Source: Washington Post
Joint Effort to Promote Energy Efficiency Investments in Low-Income Housing
Three organizations are spearheading a joint effort to promote energy-efficiency programs in low-income, multifamily housing, which face greater hurdles than other types of housing when it comes to encouraging investments in energy upgrades. The effort from WegoWise, Elevate Energy and New Ecology will focus on seven states. “The multifamily market still lags behind the rest of the market in implementing efficiency projects,” Ed Connelly, president of New Ecology, said in a statement. The program will provide properties with the WegoWise energy analysis software and full energy audits prior to undergoing building retrofits.
Source: Greentech Media
Developers Say an Inclusionary Zoning Ordinance Would Lead to Fewer Units
A proposed inclusionary zoning ordinance in Portland, Maine, would have the unintended effect of discouraging residential development, according to developers who spoke at the City Council’s Housing and Community Development Committee. The proposal would require that any residential project with 10 or more units reserve 10% of its space for median-income households. “We’re a community of mostly small developers,” said developer Peter Bass. “The small developers will say, ‘If the limit’s 10 (units), I’ll do nine.”
Source: Portland Press Herald
California’s Stock of Mobile Home Lots is Dwindling
California has lost 4,792 mobile home lots over the past decade, many giving way to new developments where people with middle and lower incomes can’t afford to live. “Affordable housing is like the spotted owl or the tiger.

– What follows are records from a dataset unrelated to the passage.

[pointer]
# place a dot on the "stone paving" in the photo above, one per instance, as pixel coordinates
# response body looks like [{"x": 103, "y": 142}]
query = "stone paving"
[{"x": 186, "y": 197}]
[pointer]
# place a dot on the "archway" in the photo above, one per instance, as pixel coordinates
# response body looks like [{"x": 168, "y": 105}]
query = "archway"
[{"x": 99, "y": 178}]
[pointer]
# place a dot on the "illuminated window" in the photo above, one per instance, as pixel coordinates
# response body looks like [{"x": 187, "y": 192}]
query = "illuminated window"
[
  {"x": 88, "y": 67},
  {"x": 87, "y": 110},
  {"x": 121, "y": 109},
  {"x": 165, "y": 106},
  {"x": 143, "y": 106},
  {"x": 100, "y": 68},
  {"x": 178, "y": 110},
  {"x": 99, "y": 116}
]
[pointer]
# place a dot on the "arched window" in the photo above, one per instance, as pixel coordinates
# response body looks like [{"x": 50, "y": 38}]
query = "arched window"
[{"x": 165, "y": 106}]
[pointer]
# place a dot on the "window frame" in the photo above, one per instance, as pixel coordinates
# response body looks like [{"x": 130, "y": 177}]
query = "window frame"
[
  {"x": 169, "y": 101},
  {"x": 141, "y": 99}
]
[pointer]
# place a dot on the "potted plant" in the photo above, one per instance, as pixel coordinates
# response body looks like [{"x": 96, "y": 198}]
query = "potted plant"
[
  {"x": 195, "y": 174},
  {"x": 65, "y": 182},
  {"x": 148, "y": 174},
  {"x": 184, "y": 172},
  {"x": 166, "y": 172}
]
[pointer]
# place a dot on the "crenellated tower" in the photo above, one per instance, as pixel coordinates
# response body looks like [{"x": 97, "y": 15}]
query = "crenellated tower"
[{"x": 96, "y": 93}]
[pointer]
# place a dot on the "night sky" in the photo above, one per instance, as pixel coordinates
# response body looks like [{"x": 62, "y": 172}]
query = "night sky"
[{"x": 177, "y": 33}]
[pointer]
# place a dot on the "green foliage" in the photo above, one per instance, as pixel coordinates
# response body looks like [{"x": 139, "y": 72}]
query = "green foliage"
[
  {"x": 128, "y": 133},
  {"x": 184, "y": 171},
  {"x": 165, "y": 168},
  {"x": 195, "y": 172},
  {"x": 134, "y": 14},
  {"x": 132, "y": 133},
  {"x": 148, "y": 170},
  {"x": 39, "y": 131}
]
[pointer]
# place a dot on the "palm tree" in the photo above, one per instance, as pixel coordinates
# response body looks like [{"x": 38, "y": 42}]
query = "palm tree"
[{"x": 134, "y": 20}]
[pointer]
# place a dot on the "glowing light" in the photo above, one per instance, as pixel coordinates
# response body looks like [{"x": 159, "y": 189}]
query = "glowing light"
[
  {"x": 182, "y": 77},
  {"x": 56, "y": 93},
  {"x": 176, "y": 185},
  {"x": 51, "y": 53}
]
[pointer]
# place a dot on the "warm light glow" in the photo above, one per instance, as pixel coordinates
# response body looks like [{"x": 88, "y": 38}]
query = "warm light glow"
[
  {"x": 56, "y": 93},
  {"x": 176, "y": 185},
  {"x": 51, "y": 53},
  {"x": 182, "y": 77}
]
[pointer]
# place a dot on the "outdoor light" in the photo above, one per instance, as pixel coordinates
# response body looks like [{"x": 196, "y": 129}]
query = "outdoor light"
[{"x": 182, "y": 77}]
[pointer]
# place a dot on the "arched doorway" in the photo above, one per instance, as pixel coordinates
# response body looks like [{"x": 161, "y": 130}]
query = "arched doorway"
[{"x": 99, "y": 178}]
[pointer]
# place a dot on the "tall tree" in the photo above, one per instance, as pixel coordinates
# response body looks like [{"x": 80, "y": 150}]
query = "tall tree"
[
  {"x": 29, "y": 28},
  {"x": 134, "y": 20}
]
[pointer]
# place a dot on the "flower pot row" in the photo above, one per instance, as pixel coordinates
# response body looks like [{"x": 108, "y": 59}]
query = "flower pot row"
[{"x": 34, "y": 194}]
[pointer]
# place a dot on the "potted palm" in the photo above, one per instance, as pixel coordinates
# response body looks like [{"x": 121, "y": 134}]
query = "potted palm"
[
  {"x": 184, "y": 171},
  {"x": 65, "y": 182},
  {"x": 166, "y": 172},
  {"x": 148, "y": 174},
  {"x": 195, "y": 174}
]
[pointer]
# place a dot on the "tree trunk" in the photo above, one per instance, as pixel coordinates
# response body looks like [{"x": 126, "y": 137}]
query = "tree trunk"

If we don’t go out of our way to save what we have, then we’ll lose it forever,” said Winter Dellenbach, founder of Friends of Buena Vista, a community group working to save an at-risk mobile home park near Palo Alto. Over 400 mobile home parks have closed in the state over the last 20 years and many more remain at risk, especially in the counties surrounding San Francisco and Los Angeles.